Description
Gpu operator version: v24.6.1
driver.version: 535.154.05
device plugin verion: v0.16.2-ubi8
Kubernetes distribution
EKS
Kubernetes version
v1.27.0
Hi,
We attempted to install the Nvidia driver directly on our node's base image instead of using the GPU operator. However, after doing so, the resource requests and limits set for the pods are no longer effective, and all containers within the pods are able to access all the GPUs.
Sample pod spec
apiVersion: v1
kind: Pod
metadata:
name: nvidia-smi-pod-3
spec:
affinity:
nodeAffinity:
requiredDuringSchedulingIgnoredDuringExecution:
nodeSelectorTerms:
- matchExpressions:
- key: node.kubernetes.io/instance-type
operator: In
values:
- g5.48xlarge
containers:
- name: nvidia-smi-container
image: nvidia/cuda:12.6.2-cudnn-devel-ubuntu20.04
command: ["sleep", "infinity"]
resources:
limits:
nvidia.com/gpu: 5
requests:
nvidia.com/gpu: 5
securityContext:
capabilities:
add:
- SYS_NICE
privileged: true
tolerations:
- key: "nvidia.com/gpu"
value: "true"
effect: "NoSchedule"
Here I am trying to set request and limit to 5.

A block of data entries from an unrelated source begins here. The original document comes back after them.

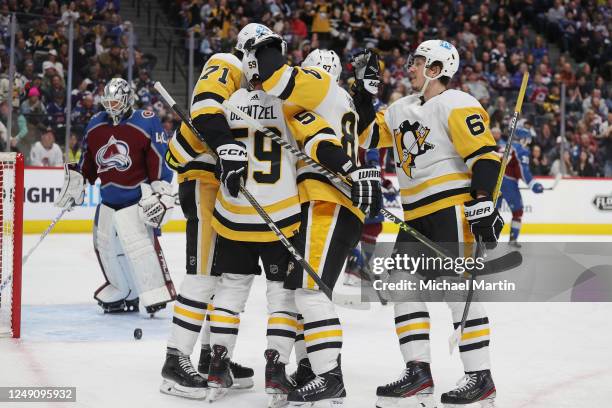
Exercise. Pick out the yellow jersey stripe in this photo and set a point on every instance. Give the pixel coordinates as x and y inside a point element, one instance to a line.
<point>323,335</point>
<point>188,313</point>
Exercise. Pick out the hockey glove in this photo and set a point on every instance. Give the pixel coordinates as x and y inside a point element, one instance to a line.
<point>232,166</point>
<point>156,204</point>
<point>367,71</point>
<point>536,187</point>
<point>485,222</point>
<point>73,190</point>
<point>366,192</point>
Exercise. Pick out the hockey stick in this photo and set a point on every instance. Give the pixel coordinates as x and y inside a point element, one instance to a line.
<point>262,213</point>
<point>345,188</point>
<point>42,236</point>
<point>558,177</point>
<point>458,333</point>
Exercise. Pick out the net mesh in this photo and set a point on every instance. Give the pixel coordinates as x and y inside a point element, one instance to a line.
<point>7,217</point>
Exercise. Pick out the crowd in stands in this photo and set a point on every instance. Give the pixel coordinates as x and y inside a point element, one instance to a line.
<point>497,42</point>
<point>41,72</point>
<point>560,42</point>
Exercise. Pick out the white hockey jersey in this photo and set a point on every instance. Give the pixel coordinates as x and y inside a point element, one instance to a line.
<point>435,146</point>
<point>336,106</point>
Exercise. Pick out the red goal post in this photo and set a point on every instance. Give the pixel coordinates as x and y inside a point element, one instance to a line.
<point>11,234</point>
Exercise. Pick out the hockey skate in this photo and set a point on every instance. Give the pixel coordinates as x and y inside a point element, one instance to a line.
<point>180,377</point>
<point>243,376</point>
<point>325,388</point>
<point>303,374</point>
<point>219,374</point>
<point>413,388</point>
<point>120,306</point>
<point>278,385</point>
<point>474,389</point>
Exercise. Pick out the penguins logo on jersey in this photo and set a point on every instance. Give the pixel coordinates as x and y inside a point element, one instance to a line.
<point>410,142</point>
<point>115,154</point>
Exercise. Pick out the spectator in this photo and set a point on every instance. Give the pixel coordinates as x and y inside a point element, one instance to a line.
<point>46,153</point>
<point>33,105</point>
<point>584,168</point>
<point>539,164</point>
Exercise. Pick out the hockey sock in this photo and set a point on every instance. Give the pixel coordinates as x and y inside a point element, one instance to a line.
<point>412,328</point>
<point>230,297</point>
<point>224,326</point>
<point>189,312</point>
<point>282,321</point>
<point>300,346</point>
<point>474,343</point>
<point>322,329</point>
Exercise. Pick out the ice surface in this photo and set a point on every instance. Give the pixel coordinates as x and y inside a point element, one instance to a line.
<point>544,355</point>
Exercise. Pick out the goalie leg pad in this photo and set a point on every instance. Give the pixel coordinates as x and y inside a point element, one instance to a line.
<point>144,255</point>
<point>190,311</point>
<point>117,286</point>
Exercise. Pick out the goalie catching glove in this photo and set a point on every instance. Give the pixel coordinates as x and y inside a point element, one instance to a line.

But when I enter into the container and check, I am able to see all the 8 gpus.
However, we tested running the same pod in a different environment where the same driver version was installed using the GPU operator (instead of directly in the base image), and it worked as expected.
What could be the problem? Is there a way to fix it?